Le Dr Agnès Sommet centralise les activités de l’USRC
05 61 14 59 44
sommet@cict.fr
Faire de la recherche clinique suppose d’acquérir des compétences dans de multiples champs, qu’il s’agisse de méthodologie, d’éthique, de réglementation ou encore de financement.
Le groupe formation de la GIRCI Sud-Ouest Outre-Mer a effectué
un travail de recensement des formations disponibles dans notre interrégion : les formations initiales, universitaires, notamment de type Master, les activités de formation continue à la recherche organisées par les CHU : Formations à la recherche clinique dans l’inter-région
des supports d’auto-formation :
A Toulouse, l’offre de formation de l’Université Paul Sabatier comporte un master 2 (M2) Recherche et deux M2 Professionnels. A l’issue d’un M1 de santé publique ou sur dossier, le M2 Recherche « Epidémiologie clinique » propose une formation directement orientée vers la recherche clinique, avec des UE de biostatistiques, essais thérapeutiques, épidémiologie et épidémiologie clinique.
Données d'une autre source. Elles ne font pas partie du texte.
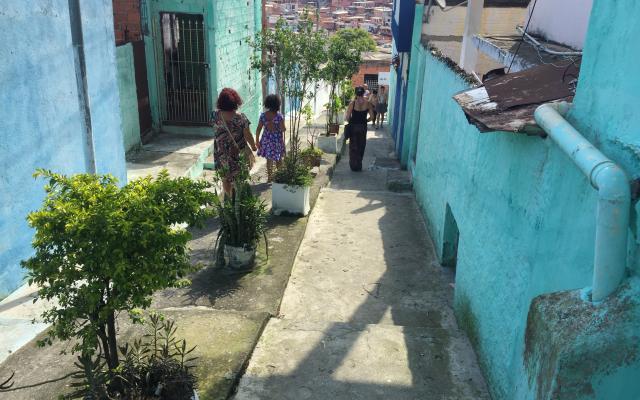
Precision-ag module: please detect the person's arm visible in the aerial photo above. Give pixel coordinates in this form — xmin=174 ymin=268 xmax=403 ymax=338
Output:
xmin=280 ymin=118 xmax=287 ymax=154
xmin=244 ymin=125 xmax=257 ymax=151
xmin=256 ymin=120 xmax=263 ymax=148
xmin=344 ymin=101 xmax=353 ymax=122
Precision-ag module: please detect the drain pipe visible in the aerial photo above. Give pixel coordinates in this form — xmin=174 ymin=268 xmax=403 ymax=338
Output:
xmin=535 ymin=102 xmax=631 ymax=302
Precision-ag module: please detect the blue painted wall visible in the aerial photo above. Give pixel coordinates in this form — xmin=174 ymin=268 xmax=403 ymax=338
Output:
xmin=391 ymin=0 xmax=416 ymax=52
xmin=0 ymin=0 xmax=126 ymax=298
xmin=394 ymin=0 xmax=640 ymax=399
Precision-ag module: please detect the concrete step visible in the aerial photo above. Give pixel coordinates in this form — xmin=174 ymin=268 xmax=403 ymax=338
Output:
xmin=235 ymin=319 xmax=489 ymax=400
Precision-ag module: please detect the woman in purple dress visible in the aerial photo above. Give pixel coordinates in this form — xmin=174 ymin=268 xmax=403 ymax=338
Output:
xmin=256 ymin=94 xmax=286 ymax=182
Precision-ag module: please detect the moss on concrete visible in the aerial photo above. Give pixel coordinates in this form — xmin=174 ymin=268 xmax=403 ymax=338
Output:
xmin=524 ymin=283 xmax=640 ymax=400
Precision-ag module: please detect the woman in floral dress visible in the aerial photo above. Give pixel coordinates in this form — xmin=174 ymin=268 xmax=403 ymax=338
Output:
xmin=211 ymin=88 xmax=256 ymax=195
xmin=256 ymin=94 xmax=286 ymax=182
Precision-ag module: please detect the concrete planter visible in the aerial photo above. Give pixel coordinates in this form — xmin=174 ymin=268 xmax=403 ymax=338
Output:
xmin=318 ymin=125 xmax=344 ymax=154
xmin=224 ymin=245 xmax=256 ymax=269
xmin=271 ymin=183 xmax=311 ymax=215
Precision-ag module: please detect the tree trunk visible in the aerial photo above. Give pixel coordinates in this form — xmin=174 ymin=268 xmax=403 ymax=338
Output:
xmin=98 ymin=325 xmax=112 ymax=368
xmin=107 ymin=312 xmax=120 ymax=369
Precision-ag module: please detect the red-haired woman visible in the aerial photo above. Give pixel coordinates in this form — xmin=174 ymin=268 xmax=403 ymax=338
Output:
xmin=211 ymin=88 xmax=256 ymax=194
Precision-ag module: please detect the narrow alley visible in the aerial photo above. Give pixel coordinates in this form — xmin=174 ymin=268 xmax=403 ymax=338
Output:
xmin=235 ymin=131 xmax=489 ymax=400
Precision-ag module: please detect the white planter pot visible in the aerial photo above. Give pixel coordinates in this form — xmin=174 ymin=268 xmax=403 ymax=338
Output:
xmin=317 ymin=125 xmax=344 ymax=154
xmin=271 ymin=183 xmax=311 ymax=215
xmin=224 ymin=245 xmax=256 ymax=268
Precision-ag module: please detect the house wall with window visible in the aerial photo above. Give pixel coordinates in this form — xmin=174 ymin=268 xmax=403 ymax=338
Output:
xmin=392 ymin=0 xmax=640 ymax=400
xmin=0 ymin=0 xmax=126 ymax=299
xmin=527 ymin=0 xmax=593 ymax=49
xmin=143 ymin=0 xmax=262 ymax=136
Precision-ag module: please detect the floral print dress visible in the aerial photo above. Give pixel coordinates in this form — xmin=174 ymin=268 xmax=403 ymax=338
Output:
xmin=258 ymin=113 xmax=285 ymax=161
xmin=210 ymin=111 xmax=250 ymax=179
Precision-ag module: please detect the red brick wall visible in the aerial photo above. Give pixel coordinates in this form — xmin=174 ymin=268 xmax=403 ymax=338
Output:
xmin=113 ymin=0 xmax=142 ymax=44
xmin=351 ymin=61 xmax=391 ymax=86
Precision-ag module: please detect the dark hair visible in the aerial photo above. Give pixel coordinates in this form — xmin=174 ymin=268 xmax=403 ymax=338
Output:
xmin=264 ymin=94 xmax=280 ymax=112
xmin=216 ymin=88 xmax=242 ymax=111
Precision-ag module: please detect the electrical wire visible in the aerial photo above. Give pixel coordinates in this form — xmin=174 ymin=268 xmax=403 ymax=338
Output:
xmin=516 ymin=26 xmax=582 ymax=56
xmin=507 ymin=0 xmax=538 ymax=74
xmin=442 ymin=0 xmax=469 ymax=12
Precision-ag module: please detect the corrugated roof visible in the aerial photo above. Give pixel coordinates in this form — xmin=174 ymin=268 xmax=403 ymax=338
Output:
xmin=453 ymin=62 xmax=580 ymax=136
xmin=443 ymin=0 xmax=530 ymax=7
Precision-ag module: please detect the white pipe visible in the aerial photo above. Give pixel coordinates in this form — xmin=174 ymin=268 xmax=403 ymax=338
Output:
xmin=535 ymin=102 xmax=631 ymax=302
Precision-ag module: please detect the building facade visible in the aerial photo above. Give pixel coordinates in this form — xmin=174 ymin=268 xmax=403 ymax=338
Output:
xmin=392 ymin=0 xmax=640 ymax=400
xmin=142 ymin=0 xmax=262 ymax=135
xmin=0 ymin=0 xmax=126 ymax=298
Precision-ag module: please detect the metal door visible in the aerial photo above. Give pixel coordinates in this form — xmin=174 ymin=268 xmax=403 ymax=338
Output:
xmin=160 ymin=13 xmax=209 ymax=125
xmin=364 ymin=74 xmax=378 ymax=91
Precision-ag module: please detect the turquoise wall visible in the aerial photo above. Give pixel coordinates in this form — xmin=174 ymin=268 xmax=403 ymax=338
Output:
xmin=395 ymin=0 xmax=640 ymax=399
xmin=144 ymin=0 xmax=262 ymax=135
xmin=399 ymin=4 xmax=425 ymax=168
xmin=116 ymin=43 xmax=141 ymax=152
xmin=405 ymin=50 xmax=595 ymax=399
xmin=0 ymin=0 xmax=126 ymax=298
xmin=570 ymin=0 xmax=640 ymax=274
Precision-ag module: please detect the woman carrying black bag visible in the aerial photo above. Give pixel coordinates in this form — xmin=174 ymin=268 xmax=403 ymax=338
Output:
xmin=345 ymin=87 xmax=374 ymax=171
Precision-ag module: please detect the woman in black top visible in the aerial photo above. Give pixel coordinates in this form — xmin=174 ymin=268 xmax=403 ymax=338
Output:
xmin=345 ymin=87 xmax=373 ymax=171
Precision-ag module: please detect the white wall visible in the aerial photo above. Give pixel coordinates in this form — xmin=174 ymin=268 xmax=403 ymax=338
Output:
xmin=528 ymin=0 xmax=593 ymax=49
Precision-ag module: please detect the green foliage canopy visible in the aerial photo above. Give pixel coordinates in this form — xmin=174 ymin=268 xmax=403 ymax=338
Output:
xmin=22 ymin=170 xmax=214 ymax=368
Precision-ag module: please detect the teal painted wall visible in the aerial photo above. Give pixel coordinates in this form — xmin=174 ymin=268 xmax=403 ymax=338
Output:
xmin=570 ymin=0 xmax=640 ymax=274
xmin=116 ymin=43 xmax=141 ymax=152
xmin=144 ymin=0 xmax=262 ymax=135
xmin=0 ymin=0 xmax=126 ymax=298
xmin=412 ymin=50 xmax=595 ymax=399
xmin=394 ymin=0 xmax=640 ymax=399
xmin=398 ymin=4 xmax=424 ymax=168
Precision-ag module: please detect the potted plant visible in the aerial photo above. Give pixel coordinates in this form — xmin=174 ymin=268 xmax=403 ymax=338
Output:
xmin=326 ymin=94 xmax=344 ymax=136
xmin=251 ymin=15 xmax=327 ymax=215
xmin=271 ymin=152 xmax=313 ymax=216
xmin=300 ymin=104 xmax=324 ymax=168
xmin=214 ymin=161 xmax=268 ymax=268
xmin=22 ymin=170 xmax=214 ymax=398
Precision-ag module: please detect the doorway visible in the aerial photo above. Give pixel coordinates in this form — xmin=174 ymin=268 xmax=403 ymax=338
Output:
xmin=160 ymin=13 xmax=209 ymax=126
xmin=442 ymin=203 xmax=460 ymax=270
xmin=364 ymin=74 xmax=378 ymax=92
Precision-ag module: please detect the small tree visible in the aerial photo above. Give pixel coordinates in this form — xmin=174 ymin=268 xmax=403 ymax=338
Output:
xmin=22 ymin=170 xmax=214 ymax=370
xmin=250 ymin=14 xmax=327 ymax=185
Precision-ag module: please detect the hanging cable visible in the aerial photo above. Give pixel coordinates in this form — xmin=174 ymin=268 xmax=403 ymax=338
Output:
xmin=442 ymin=0 xmax=469 ymax=12
xmin=516 ymin=26 xmax=582 ymax=56
xmin=507 ymin=0 xmax=538 ymax=74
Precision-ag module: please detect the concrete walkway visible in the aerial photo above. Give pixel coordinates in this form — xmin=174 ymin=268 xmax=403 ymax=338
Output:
xmin=235 ymin=126 xmax=489 ymax=400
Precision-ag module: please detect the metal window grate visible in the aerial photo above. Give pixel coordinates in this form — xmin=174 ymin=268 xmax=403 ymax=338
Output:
xmin=160 ymin=13 xmax=209 ymax=125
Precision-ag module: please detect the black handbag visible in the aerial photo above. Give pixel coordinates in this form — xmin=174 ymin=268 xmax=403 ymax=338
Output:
xmin=344 ymin=122 xmax=351 ymax=140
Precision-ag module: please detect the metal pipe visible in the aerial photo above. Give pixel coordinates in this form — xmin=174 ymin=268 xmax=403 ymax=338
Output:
xmin=535 ymin=102 xmax=631 ymax=302
xmin=424 ymin=0 xmax=433 ymax=24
Toutes les informations sur ce master sont disponibles sur le site www.biostat.envt.fr/master/. Deux M2 professionnels sont enseignés : « Essais cliniques, pharmacocinétique, pharmacovigilance et pharmacoépidémiologie » et « Pharmacologie et métiers du médicament ». Enfin, un DU de recherche clinique concerne l’odontologie.
Dans le cadre du CHU, des séances de formation continue consacrées à la recherche sont organisées régulièrement : « Construire un projet de recherche ; Méthodologie de la recherche clinique et épidémiologique ; Introduction aux biostatistiques et à l’analyse des données ».
La formation à la recherche est encouragée par la DRCI de Toulouse. Elle propose des bourses pour la mise en place de projets pour les jeunes praticiens qui se forment à la recherche dans le cadre d’un M2 recherche ou d’une thèse de doctorat.